Charlie Kaufmans Roman "Ameisig" spinnt

Charlie Kaufmans Roman "Ameisig" spinnt
Es geht - nebenbei - um einen Film, der drei Monate dauert, aber man darf zwischendurch auf die Toilette

Bei Fritz Lehner war das ähnlich: Als Regisseur hatte er österreichische Filmgeschichte geschrieben („Das Dorf an der Grenze“, „Mit meinen heißen Tränen“ über Schubert).

Aber er hielt das Filmgeschäft nicht aus.

Als Schriftsteller muss sich der Oberösterreicher nicht dreinreden lassen, er kann das Tempo bestimmen, er braucht nicht ums Budget zu betteln.

Lehners Thriller, beginnend mit „Dr. Angst“, sind etwas Einmaliges im Land.

Xien

Vom Amerikaner Charlie Kaufman - Foto oben bei Preisverleihung - stammt das Drehbuch zu „Being John Malkovich“, und für seine Arbeit zu „Vergiss mein nicht“ (mit Jim Carrey und Kate Winslet) hat er den Oscar bekommen.

Auch ihn nervt das Geschäft. Deshalb schrieb er seinen ersten Roman. Er heißt „Ameisig“. 850 Seiten!

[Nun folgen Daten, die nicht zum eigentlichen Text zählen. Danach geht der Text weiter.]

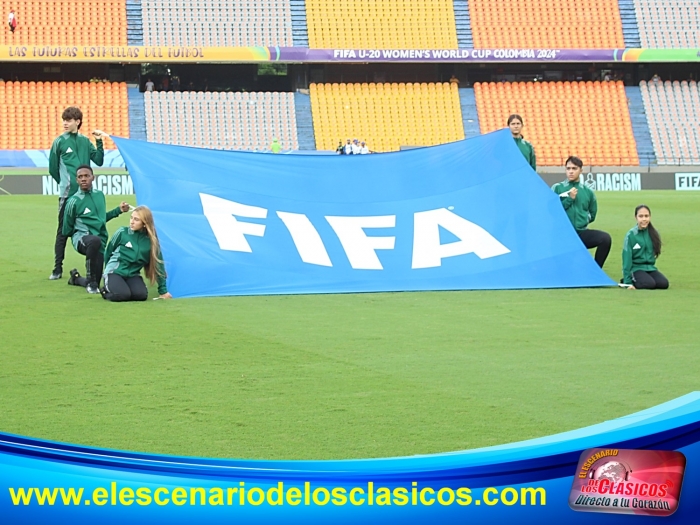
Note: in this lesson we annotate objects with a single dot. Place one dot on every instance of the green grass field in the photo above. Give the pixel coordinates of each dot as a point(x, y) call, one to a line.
point(340, 376)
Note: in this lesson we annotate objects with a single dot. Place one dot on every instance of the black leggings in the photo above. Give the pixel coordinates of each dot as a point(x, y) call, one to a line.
point(649, 280)
point(118, 288)
point(599, 240)
point(91, 247)
point(59, 247)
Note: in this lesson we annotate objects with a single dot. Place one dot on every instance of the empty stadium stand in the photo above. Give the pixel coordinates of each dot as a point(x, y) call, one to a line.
point(381, 24)
point(470, 115)
point(387, 116)
point(672, 109)
point(463, 24)
point(630, 28)
point(240, 121)
point(300, 33)
point(63, 22)
point(669, 23)
point(30, 112)
point(591, 24)
point(587, 119)
point(134, 23)
point(217, 23)
point(640, 126)
point(304, 121)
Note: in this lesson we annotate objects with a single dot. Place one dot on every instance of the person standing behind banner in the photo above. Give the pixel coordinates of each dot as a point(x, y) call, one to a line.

Es ist so verrückt, so außergewöhnlich verrückt, dass man aus Angst mit dem Buch nicht allein gelassen werden will. Zunächst.

Bald aber merkt man, dass es einem nicht nur nichts tut, sondern eine Zeitlang mit einfallsreichen Witzen amüsiert. Hier verstört jemand mit Leidenschaft.

Kaufman und „Ameisig“ verdienen Respekt bis zum letzten Wort. Applaus auch. Liebe wird es keine.

Verrät man das bisschen Handlung, hat man genau über jenen Teil gesprochen, der den Roman NICHT ausmacht. Unter den Rest muss man sich stellen wie unter kaltes Wasser. Sehr erfrischend; wenn man ein klein wenig masochistisch ist.

Der New Yorker B. Rosenberger Rosenberg ist über 50, glatzköpfig, Hakennase, höchst erfolglos als Filmkritiker, und er hat einen kleinen Penis. Betont er selbst immer. Und allen sagt er, dass er eine schwarze Freundin hat. Und dass er kein Jude ist. Und dass er sich lieber nur B. nennt, denn B ist xien.

Explosiv

Das heißt: Der Vorname B. sagt nichts übers Geschlecht aus, und was geschlechtsneutral ist, ist im Buch xien. Es gibt viele xien im Buch (im US-Original: thon).

Einen 119-jährigen lernt B. in Florida kennen, der in seiner kleinen Wohnung mit 3000 Puppen 80 Jahre lang einen Film gedreht hat. Einen drei Monate dauernden Film. Auf die Toilette darf man gehen.

B. darf ihn sehen. Danach stirbt der Alte. B. mietet einen Lkw, um Filmrollen und Puppen nach New York zu schaffen . Um erstmals Bedeutsamkeit zu spüren.

Aber Nitrofilme sind hochexplosiv.

Alles verbrennt.

B. ’s Gesicht sah einmal anders aus. Mit seiner Penisvorhaut kann immerhin die Nase neu gebaut werden.

Der Rest sind Versuche, den kompletten Film im Kopf zu restaurieren. Ihn nachzuträumen bis zur Schlussszene mit einer Ameise als letzten Erdbewohner.

Der Roman nimmt viele Umwege, B. redet und redet und fällt in einen Kanal . Was man generell sagen kann:

Er handelt von dir und mir (und von Billy Joel).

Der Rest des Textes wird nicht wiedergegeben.